Una mano rasposa y apestosa tiró del pañuelo de mi rostro. El fresco nocturno besó mi rostro.

—Maldita sea, es la comandante—siseó uno de ellos.

—Entonces lo haré con mucho gusto, esta maldita decapitó a mi hermano y nos tiene a todos sometidos, esta es la oportunidad de enviar un mensaje claro a esas salvajes. No nos someterán con sus leyes absurdas, cuando vean a su comandante vejada en el camino principal recibirán su merecido.

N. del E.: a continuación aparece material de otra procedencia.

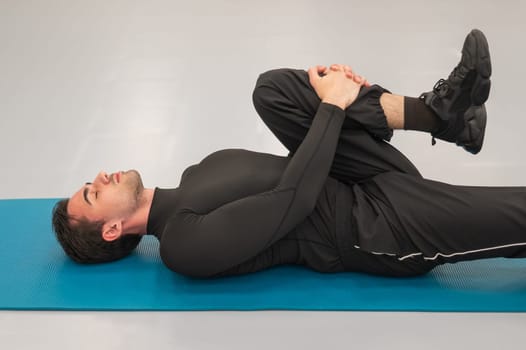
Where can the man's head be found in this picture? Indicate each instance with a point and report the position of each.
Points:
(91, 226)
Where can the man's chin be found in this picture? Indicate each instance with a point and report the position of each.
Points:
(135, 181)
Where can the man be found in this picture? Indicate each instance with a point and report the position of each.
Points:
(343, 200)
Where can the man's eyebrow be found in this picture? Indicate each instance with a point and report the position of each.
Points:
(86, 193)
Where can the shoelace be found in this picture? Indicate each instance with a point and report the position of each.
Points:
(442, 88)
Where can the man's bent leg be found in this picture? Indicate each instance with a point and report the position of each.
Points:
(286, 102)
(434, 222)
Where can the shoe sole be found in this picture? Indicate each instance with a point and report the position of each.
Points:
(472, 136)
(476, 45)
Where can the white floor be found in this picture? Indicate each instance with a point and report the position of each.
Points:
(157, 85)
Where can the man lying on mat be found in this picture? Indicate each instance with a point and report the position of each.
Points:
(344, 199)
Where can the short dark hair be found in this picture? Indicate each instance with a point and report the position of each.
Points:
(82, 239)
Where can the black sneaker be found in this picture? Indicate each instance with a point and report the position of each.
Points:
(467, 86)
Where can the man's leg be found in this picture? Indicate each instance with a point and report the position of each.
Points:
(434, 222)
(286, 102)
(453, 111)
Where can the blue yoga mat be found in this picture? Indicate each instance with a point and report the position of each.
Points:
(36, 275)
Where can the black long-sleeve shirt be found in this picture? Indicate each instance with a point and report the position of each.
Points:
(235, 205)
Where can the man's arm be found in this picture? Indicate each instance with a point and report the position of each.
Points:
(205, 245)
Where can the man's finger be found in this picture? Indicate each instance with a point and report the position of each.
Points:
(313, 75)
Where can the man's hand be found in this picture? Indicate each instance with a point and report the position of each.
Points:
(335, 87)
(322, 70)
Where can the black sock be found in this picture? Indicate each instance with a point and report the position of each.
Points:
(417, 116)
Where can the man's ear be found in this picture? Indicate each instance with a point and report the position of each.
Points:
(112, 230)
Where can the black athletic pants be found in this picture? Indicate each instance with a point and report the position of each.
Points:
(427, 222)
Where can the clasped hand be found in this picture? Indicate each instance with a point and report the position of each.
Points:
(337, 85)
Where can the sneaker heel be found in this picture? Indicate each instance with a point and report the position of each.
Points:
(480, 92)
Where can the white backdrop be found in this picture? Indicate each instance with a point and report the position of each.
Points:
(157, 85)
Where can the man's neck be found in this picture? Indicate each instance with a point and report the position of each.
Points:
(138, 221)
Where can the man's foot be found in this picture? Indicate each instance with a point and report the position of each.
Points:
(459, 100)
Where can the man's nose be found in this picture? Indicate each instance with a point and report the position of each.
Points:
(102, 178)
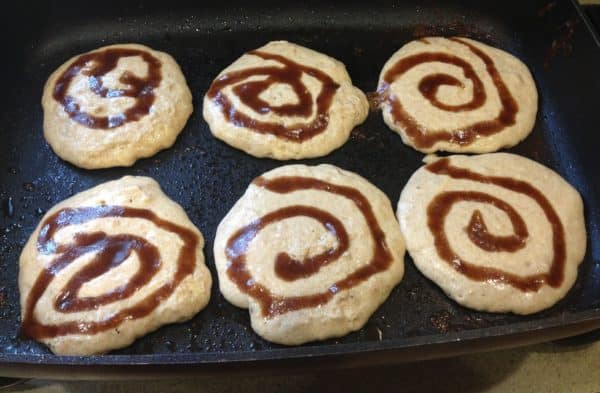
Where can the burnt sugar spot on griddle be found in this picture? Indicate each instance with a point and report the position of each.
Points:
(562, 43)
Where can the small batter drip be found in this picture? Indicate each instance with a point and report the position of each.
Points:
(290, 73)
(429, 85)
(109, 252)
(97, 64)
(290, 269)
(441, 205)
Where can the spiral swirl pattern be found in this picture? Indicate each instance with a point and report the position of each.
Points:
(95, 65)
(248, 91)
(448, 136)
(109, 251)
(290, 269)
(498, 232)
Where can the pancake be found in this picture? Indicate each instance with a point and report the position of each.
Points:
(284, 101)
(114, 105)
(457, 95)
(109, 265)
(310, 251)
(497, 232)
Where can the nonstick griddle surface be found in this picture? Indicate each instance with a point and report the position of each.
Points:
(206, 176)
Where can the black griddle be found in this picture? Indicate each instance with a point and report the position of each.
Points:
(206, 176)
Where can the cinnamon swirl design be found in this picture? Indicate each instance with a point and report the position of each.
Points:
(109, 265)
(497, 232)
(458, 95)
(284, 101)
(114, 105)
(310, 251)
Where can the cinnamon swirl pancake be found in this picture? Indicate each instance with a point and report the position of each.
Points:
(497, 232)
(108, 265)
(113, 105)
(457, 95)
(284, 101)
(310, 251)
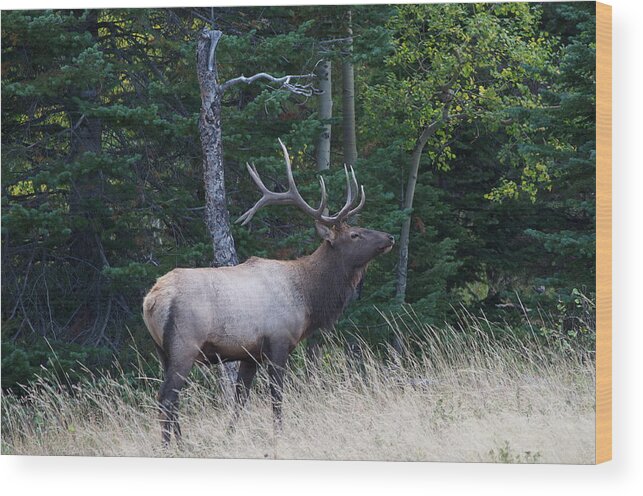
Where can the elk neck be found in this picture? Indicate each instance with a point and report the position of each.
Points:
(327, 283)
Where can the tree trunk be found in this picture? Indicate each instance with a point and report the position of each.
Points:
(325, 114)
(348, 100)
(84, 247)
(217, 219)
(402, 267)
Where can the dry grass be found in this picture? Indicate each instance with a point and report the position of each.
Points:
(466, 398)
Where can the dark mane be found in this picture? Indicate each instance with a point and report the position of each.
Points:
(328, 286)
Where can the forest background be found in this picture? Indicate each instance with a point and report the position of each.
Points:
(102, 176)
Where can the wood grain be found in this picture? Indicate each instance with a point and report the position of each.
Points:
(603, 232)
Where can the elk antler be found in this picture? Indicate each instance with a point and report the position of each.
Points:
(292, 196)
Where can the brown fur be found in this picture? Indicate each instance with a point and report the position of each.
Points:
(254, 312)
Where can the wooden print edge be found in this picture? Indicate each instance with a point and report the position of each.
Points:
(603, 232)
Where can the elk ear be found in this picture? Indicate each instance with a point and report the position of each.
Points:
(326, 233)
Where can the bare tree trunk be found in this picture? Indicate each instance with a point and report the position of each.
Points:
(416, 156)
(217, 219)
(348, 100)
(325, 114)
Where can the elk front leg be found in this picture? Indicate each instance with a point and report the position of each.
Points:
(175, 376)
(276, 369)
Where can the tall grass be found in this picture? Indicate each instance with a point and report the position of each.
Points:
(455, 393)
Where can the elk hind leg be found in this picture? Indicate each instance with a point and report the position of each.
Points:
(175, 376)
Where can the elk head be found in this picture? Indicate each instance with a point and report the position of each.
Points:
(355, 245)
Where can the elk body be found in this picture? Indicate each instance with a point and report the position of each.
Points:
(258, 311)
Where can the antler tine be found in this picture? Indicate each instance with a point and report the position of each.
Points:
(252, 170)
(292, 196)
(360, 204)
(351, 184)
(324, 199)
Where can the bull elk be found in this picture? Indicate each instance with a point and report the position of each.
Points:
(258, 311)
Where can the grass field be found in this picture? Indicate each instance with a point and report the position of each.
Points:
(448, 395)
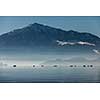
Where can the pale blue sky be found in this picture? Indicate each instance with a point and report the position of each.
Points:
(81, 24)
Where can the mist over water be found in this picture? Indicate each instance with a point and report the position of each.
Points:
(25, 72)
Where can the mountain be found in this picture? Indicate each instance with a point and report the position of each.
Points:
(38, 35)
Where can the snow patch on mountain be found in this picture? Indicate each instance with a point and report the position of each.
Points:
(62, 43)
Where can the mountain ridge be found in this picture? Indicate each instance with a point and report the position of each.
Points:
(43, 35)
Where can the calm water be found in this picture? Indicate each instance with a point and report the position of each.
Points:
(50, 74)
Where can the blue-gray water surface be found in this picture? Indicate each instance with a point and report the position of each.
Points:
(50, 74)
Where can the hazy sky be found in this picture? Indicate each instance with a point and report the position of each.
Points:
(81, 24)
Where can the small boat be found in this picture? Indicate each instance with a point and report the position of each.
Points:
(33, 65)
(14, 65)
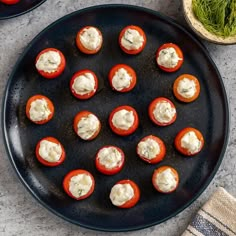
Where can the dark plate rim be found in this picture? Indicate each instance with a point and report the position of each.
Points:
(225, 99)
(23, 12)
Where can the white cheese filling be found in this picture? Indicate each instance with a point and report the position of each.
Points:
(122, 79)
(110, 157)
(50, 151)
(190, 142)
(87, 126)
(186, 88)
(164, 112)
(49, 62)
(168, 58)
(166, 181)
(39, 110)
(84, 84)
(80, 185)
(90, 38)
(123, 119)
(132, 39)
(148, 148)
(121, 193)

—Estás loco, darán con nosotros, además—otra mano se posó sobre mi rostro—. Está helada, casi muerta, déjala aquí, morirá sola en la intemperie, adiós a cualquier heroica muerte que puedan utilizar de propaganda.

—Tonterías, nada entrega un mensaje más claro que dejar su cuerpo desnudo y marcado con la esencia de un hombre, eso que ellas odian tanto.

Feroces manos apartaron la cota de malla que descansaba sobre mis muslos, tanteando, toqueteando más de lo que deberían para encontrar el cinturón que lo ajustaba a mis caderas.

Quería gritar, quería sacar la daga que descansaba en mi bota y apuñalarlos hasta que suplicaran por su muerte. Si salía de esta situación viva iba a darles caza e impartirles el castigo que merecían. Desollaría sus espaldas y los liberaría en el bosque para que los devoraran las bestias.

Pero cualquier venganza sería imposible si moría, si era vejada y utilizada como un asqueroso y perturbador mensaje para mis guerreras.

—¡¿Qué creen que hacen en mi propiedad?!

Una cálida luz iluminó la rojiza oscuridad de mis párpados. El sonido afilado de una espada al ser desenvainada atrajo mi atención y mis esperanzas.